The information the algorithms return about the most predictive features for developing depression should not be taken at face value. Reliable results can be returned only, and only, through the analysis performed by qualified professionals within the relevant field (psychologists and psychiatrists).
Given the imbalance in target lables - 41 labelled as not depressed and 80 labelled as depressed - in the test set, I will report the f1 macro average scores of each model:
Adaboost (SelectKBest) | Adaboost (RFE) | FFN (SelectKBest) | FFN (RFE) |
---|---|---|---|
0.86 | 0.89 | 0.88 | 0.87 |
It is notable that the classical tree-based algorithm performed better than both neural networks.

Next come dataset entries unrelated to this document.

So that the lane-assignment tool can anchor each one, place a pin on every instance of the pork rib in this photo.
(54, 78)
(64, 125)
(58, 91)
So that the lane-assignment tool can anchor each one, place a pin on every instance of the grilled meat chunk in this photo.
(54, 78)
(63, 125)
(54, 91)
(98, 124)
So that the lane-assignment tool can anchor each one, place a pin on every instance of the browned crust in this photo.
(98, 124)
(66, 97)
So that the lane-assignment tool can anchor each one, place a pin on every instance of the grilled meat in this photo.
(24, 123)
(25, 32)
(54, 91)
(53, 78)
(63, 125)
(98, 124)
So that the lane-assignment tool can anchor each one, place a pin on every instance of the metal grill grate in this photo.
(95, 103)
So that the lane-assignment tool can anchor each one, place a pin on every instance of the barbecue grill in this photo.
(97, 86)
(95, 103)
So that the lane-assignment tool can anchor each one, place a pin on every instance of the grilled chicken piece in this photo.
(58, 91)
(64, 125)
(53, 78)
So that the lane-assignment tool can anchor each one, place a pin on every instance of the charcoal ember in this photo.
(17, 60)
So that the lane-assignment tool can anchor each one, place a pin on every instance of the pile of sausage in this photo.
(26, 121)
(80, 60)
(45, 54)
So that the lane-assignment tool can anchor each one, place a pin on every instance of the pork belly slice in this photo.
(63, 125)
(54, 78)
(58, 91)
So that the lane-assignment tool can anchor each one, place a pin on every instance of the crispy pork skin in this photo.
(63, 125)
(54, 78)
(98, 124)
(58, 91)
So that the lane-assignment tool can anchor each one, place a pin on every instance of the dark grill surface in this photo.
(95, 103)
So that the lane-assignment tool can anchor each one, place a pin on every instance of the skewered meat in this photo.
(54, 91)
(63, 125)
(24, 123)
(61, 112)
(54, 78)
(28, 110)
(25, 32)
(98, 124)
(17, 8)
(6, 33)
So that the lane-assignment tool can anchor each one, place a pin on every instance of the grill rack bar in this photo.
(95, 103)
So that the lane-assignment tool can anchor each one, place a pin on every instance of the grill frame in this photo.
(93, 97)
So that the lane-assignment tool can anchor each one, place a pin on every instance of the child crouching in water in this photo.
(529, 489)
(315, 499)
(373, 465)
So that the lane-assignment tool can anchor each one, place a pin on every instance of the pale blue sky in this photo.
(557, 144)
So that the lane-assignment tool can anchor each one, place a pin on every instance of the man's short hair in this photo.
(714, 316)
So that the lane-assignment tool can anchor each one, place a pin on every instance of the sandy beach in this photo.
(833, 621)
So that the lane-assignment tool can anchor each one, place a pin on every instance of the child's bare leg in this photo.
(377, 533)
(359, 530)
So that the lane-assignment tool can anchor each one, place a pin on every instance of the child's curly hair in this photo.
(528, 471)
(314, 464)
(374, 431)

Likely, this has to do with how the data was encoded before fed to the models; the RFE dataset included ordinally encoded predictor variables, which in the error analysis are shown to seemingly have a strong influence in whether a target variable is predicted correctly.
Moreover, despite using a similar workflow in terms of feature selection and oversampling, the same Adaboost classifier in my exercise did not reach the level of accuracy it did in the research paper. Possibly this is due to how the textual data was handled during preprocessing (one-hot encoding/ordinal encoding versus text vectorisation).
These predictor variables were considered the most important in the dataset with SelectKBest selected features:
These predictor variables were considered the most important in the dataset with RFE selected features:
As you can see, there is fairly little consistency in which feature is most predictive of developing depression. One standout feature, however, that consistently remains at a high position, is whether the participant is happy with their living environment or not (ENVSAT).